In Sambia lernte ich meinen Mund aufzumachen und mich für wichtige Dinge einzusetzen. Ich hatte drei sehr intensive und energische Gespräche mit Rebeccah, der Organisationsleiterin. Ich war das Sprachrohr für alle Volontär: innen und schaffte es tatsächlich, dass sich manche Dinge änderten. Ich teilte Rebeccah meine Meinung darüber mit, dass die Organisation nur funktionieren könne, wenn sie die Volunteers und ihre Wünsche wahrnimmt.

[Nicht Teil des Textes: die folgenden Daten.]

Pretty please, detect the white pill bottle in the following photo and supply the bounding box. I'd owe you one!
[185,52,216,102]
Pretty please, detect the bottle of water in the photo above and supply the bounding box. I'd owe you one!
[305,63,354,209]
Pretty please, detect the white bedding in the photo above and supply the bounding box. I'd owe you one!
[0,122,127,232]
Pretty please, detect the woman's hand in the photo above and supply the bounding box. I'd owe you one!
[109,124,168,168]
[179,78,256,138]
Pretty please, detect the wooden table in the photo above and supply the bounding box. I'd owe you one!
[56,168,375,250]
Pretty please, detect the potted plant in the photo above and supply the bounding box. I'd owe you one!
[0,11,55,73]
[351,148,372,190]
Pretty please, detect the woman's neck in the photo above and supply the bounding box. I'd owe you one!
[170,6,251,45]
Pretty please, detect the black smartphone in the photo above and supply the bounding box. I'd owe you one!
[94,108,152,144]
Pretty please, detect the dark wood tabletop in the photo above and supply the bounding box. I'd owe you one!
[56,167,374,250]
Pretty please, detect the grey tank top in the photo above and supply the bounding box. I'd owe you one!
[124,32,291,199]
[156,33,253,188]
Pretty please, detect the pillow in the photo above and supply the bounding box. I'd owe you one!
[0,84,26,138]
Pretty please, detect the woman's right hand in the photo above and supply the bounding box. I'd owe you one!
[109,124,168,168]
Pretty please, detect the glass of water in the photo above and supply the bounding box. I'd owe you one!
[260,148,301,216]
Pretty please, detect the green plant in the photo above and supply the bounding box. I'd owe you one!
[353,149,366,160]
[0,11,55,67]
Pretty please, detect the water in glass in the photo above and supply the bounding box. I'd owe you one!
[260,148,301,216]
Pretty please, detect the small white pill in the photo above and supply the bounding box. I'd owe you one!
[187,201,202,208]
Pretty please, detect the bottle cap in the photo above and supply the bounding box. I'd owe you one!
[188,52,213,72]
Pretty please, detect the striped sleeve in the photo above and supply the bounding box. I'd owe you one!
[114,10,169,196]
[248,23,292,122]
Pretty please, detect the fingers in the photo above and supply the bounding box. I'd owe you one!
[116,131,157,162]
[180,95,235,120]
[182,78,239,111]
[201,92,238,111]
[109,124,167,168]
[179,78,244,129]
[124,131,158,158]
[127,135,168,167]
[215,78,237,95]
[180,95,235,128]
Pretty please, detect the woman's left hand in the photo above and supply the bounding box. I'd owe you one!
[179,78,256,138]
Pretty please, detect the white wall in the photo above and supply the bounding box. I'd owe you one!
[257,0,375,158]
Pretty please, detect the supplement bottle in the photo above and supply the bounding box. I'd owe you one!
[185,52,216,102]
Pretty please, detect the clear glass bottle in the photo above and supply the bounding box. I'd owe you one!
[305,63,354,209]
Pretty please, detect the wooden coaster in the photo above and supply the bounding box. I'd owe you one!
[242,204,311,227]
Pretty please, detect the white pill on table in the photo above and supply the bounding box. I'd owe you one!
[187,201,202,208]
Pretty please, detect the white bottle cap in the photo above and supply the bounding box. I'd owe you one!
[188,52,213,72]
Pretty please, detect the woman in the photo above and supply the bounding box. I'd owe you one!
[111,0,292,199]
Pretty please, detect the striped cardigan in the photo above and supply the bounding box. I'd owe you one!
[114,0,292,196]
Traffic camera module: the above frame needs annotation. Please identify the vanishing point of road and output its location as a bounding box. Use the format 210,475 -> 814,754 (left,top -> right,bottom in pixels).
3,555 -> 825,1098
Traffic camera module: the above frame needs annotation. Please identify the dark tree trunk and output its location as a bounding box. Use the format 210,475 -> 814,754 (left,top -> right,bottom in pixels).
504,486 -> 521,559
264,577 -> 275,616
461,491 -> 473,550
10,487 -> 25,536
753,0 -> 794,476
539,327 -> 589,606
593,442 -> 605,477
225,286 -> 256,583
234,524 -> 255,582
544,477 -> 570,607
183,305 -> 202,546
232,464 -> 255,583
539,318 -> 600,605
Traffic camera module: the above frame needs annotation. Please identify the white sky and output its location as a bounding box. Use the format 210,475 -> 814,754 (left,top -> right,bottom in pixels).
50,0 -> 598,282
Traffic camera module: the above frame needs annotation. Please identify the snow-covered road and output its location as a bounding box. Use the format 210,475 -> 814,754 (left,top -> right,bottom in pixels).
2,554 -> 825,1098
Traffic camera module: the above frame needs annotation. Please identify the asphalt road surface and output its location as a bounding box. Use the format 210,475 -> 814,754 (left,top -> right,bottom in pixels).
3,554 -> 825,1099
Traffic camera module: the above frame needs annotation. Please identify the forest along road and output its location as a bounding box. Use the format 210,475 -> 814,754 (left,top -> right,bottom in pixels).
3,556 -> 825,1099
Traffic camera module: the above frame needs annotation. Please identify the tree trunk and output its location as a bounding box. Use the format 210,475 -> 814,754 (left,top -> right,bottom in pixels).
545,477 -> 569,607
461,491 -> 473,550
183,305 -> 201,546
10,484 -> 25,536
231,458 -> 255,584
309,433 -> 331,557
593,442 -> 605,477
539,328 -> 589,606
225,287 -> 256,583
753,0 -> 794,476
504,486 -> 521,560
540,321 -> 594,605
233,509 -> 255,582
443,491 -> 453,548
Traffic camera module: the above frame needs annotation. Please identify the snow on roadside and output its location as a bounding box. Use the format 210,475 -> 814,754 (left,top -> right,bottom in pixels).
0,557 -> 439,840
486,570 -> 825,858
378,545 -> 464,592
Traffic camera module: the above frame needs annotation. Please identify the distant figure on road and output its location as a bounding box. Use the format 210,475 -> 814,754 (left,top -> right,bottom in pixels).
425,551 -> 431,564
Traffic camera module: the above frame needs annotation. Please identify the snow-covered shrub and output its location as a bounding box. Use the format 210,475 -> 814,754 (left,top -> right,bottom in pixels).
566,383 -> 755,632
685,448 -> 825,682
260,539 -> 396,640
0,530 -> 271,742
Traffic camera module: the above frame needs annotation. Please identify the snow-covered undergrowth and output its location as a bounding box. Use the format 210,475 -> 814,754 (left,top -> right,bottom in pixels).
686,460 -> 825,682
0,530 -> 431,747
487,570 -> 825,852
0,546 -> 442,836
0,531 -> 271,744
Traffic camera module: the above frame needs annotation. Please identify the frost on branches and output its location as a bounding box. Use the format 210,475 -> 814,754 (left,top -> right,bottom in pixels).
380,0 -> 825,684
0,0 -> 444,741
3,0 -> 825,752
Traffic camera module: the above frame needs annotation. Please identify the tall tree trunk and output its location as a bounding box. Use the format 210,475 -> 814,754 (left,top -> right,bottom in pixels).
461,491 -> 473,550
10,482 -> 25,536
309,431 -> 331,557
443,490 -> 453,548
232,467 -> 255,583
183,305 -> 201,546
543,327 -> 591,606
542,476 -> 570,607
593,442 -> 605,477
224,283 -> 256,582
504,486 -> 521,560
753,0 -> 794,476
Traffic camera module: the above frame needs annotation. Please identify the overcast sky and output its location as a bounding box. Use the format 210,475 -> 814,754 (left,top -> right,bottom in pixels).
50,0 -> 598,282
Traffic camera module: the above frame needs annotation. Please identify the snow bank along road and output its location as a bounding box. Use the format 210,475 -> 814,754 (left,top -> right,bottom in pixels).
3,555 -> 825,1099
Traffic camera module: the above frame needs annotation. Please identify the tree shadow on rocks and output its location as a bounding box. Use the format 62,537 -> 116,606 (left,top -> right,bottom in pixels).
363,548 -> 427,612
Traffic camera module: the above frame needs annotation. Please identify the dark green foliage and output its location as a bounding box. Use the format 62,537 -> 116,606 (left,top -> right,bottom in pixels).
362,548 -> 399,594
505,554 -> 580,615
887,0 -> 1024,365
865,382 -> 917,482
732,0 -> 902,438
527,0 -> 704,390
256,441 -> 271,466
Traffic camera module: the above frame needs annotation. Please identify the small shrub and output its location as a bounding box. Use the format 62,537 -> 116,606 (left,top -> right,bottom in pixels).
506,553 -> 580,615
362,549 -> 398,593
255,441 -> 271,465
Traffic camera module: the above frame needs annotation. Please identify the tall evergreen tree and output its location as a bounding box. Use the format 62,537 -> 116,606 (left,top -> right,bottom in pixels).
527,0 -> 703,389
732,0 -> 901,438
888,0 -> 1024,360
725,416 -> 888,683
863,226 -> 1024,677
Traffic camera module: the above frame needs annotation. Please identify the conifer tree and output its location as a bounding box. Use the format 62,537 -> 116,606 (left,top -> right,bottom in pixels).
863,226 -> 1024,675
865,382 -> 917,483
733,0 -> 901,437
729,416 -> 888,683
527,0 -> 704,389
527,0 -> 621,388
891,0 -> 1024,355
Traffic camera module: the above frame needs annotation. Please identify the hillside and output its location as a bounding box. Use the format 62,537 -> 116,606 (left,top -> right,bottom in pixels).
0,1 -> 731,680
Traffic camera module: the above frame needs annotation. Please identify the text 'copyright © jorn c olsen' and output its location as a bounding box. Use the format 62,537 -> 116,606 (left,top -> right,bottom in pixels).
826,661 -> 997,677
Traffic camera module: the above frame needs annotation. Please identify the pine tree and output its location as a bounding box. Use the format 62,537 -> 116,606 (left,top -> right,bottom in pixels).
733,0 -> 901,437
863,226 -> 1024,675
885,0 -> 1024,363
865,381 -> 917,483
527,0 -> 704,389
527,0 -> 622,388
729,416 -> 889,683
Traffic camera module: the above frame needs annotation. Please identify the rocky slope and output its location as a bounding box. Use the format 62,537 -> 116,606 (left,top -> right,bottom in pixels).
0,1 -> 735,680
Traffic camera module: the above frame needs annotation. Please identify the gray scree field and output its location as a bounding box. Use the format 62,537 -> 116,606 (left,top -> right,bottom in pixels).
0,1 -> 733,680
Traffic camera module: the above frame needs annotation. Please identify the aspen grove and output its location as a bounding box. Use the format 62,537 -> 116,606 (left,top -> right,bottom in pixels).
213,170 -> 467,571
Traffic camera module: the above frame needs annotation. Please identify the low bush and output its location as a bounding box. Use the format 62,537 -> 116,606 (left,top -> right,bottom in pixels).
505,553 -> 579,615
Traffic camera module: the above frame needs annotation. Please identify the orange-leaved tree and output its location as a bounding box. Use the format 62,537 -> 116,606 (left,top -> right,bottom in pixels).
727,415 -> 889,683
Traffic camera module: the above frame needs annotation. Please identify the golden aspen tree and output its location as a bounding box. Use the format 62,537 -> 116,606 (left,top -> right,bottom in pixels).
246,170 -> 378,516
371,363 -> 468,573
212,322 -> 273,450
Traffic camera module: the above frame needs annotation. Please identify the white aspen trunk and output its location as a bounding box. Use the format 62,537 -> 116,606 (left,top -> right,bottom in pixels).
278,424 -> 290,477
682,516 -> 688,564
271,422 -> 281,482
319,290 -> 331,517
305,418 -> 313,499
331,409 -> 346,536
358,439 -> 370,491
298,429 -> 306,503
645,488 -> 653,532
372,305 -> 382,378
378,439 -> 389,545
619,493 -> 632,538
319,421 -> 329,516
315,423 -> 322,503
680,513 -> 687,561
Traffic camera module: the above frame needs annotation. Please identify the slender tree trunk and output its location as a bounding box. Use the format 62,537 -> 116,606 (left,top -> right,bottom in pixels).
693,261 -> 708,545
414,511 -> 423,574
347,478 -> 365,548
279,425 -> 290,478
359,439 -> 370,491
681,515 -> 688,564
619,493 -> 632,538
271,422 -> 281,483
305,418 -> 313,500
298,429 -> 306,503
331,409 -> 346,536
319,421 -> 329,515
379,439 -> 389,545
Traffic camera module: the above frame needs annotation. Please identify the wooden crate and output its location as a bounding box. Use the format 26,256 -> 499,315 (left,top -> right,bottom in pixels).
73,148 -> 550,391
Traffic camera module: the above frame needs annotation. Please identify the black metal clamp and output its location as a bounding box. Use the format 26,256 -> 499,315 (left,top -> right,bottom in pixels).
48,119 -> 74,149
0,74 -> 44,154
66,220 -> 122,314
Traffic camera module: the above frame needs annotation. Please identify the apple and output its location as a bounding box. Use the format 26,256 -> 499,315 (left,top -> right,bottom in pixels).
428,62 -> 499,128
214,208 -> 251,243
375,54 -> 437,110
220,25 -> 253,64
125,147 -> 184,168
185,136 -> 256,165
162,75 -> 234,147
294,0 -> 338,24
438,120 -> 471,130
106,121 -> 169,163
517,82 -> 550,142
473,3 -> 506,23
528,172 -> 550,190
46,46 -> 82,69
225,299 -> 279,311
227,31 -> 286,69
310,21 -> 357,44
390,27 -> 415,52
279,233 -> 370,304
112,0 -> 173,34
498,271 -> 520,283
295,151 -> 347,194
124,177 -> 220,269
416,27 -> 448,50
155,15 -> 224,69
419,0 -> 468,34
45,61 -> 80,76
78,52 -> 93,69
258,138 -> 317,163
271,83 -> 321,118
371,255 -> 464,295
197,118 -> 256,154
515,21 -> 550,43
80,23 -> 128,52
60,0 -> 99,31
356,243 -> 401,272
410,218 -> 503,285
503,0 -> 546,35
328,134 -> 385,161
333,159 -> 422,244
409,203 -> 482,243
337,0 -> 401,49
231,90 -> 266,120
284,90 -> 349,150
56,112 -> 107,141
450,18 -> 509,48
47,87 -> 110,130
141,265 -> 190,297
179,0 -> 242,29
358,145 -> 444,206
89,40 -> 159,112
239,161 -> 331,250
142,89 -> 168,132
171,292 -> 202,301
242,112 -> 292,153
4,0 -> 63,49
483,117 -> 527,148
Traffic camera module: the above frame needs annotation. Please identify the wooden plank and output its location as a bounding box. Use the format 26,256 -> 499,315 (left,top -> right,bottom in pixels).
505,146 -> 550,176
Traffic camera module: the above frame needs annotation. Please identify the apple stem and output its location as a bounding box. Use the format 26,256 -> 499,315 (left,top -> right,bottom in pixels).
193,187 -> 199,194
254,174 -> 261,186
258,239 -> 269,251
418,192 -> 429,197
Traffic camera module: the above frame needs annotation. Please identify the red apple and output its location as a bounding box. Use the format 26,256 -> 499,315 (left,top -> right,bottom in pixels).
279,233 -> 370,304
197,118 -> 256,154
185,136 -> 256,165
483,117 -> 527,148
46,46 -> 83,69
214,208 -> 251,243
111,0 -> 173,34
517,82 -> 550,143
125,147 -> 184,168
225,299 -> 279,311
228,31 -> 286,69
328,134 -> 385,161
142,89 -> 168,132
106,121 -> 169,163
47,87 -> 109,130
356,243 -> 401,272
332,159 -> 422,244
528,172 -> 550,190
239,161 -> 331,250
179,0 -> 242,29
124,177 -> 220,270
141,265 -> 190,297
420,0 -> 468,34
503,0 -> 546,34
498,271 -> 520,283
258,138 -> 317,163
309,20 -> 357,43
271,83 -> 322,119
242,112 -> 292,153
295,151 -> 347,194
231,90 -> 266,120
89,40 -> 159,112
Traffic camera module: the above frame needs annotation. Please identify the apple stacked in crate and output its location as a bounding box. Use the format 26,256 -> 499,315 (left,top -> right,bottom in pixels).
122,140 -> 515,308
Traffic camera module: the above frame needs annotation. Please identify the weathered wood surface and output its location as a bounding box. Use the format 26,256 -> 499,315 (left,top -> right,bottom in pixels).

Ein Beispiel: In den ersten zwei Wochen waren wir eine Gruppe von sieben Leuten. Das war mega und wir verstanden uns extrem gut. In den letzten zwei Wochen waren wir dann auf einmal 14 Personen. Rebeccah wollte, dass wir alle miteinander sprachen und den Kontakt miteinander aufnahmen, wir brauchten alle etwas Zeit dafür. Was war ihre Lösung? Aus einer langen Tischtafel, kleine Tischgruppen mit sechs Stühlen zu gestalten. Wir kamen und fingen an zu essen. Bald jedoch kam das Problem auf, dass eine Person keinen Platz mehr hatte. Ich stürmte ins Büro und bat Rebeccah, die Tischtafel wieder aufstellen zu können. Sie meinte, wir sollen es ein paar Tage versuchen und dann ist es für sie in Ordnung es wieder zu ändern. Darauf ließ ich mich gar nicht ein und bekam dann doch ihre Zustimmung wieder eine Tischtafel zu machen.

Als wir abflogen, drückte sie mich ganz fest und bedankte sich bei mir, dass ich die Dinge ansprach, wodurch sie ihre Organisation weiterentwickeln konnte. Ich durfte ein weiteres Mal wieder über meine Stärke staunen und stellte fest, dass ich alles meistern kann. Ab und zu brauch ich nur etwas Mut.